Ultimately, even if all of this is just an accident (and I remind you, we can never actually know), even if the whole shebang serves no purpose, I’m intensely grateful to be here and be able to experience it!
The world is an incredibly beautiful place and it doesn’t get any less so when you look out into space. It would be simpler to have no other stars and galaxies out there, just us, but isn’t it better that they are there instead of there being nothing out there?
If the choice is between pointless existence and nothingness, I know which side I’m going to land on. And I challenge you to feel differently. The key difference between this and nihilism is that, when I looked into the heart of my beliefs and discovered they were quite bleak, I also discovered a well of gratitude for my existence – all the more so because it was accidental and could have easily been nothingness!
We Can Never Know
This is the story that I find most comforting, that resonates most with me. I’m not saying it’s the right story. It has its own flaws – what does this mean for morality, free will, motivation? There are more questions to answer before I can relax into this and morph it into a belief but the lesson I hope you can take from this is that even if life is pointless, it’s still a good thing, especially when contrasted with the alternative: nothingness.
I’ve stressed a number of times in this article that we can never know which story is true but I think it’s important for everyone to examine which story they believe and make sure it’s the right one for them. We inherit beliefs, often without realising, and they mould the way we think and interact with the world. We hold onto them because they comfort us – and I’m no different in that regard – but one of the best things you can do for yourself is take the time to really understand what your beliefs are and where they’re taking you.
We can never know if life has meaning or purpose, yet we all go about our day as if it does. A lot of that is simply fear of the alternative – how do we organise our lives if there’s no greater meaning, overall purpose or externally imposed point to it?
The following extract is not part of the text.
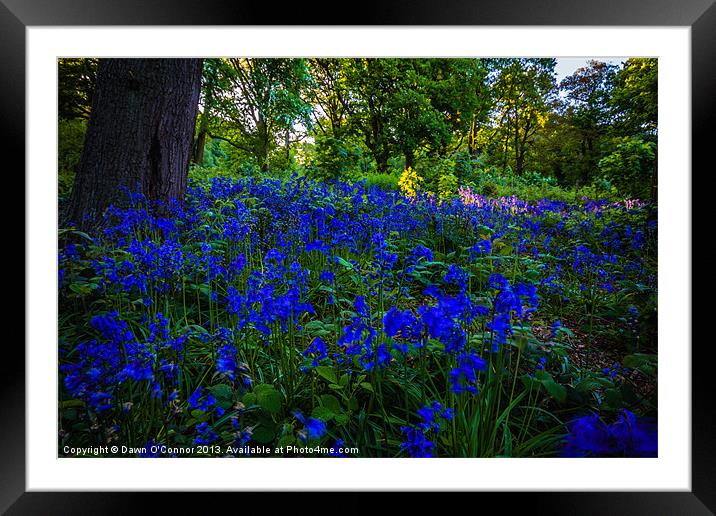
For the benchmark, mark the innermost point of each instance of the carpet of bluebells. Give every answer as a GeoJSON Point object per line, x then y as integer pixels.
{"type": "Point", "coordinates": [291, 313]}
I think it’s important to address these questions because the idea that life is meaningless is a perfectly viable story to believe in and, if handled consciously, it may help us to approach life from a more enlightened place, one underpinned by a sense of gratitude that we’re here at all, a gratitude that is not given over to a higher being (along with the responsibility for whatever happens down here) but is owned by us as ours, as our choice to honour the series of happy accidents, which led us to this point, and approach the future with wonder and awe the way we did when we were kids!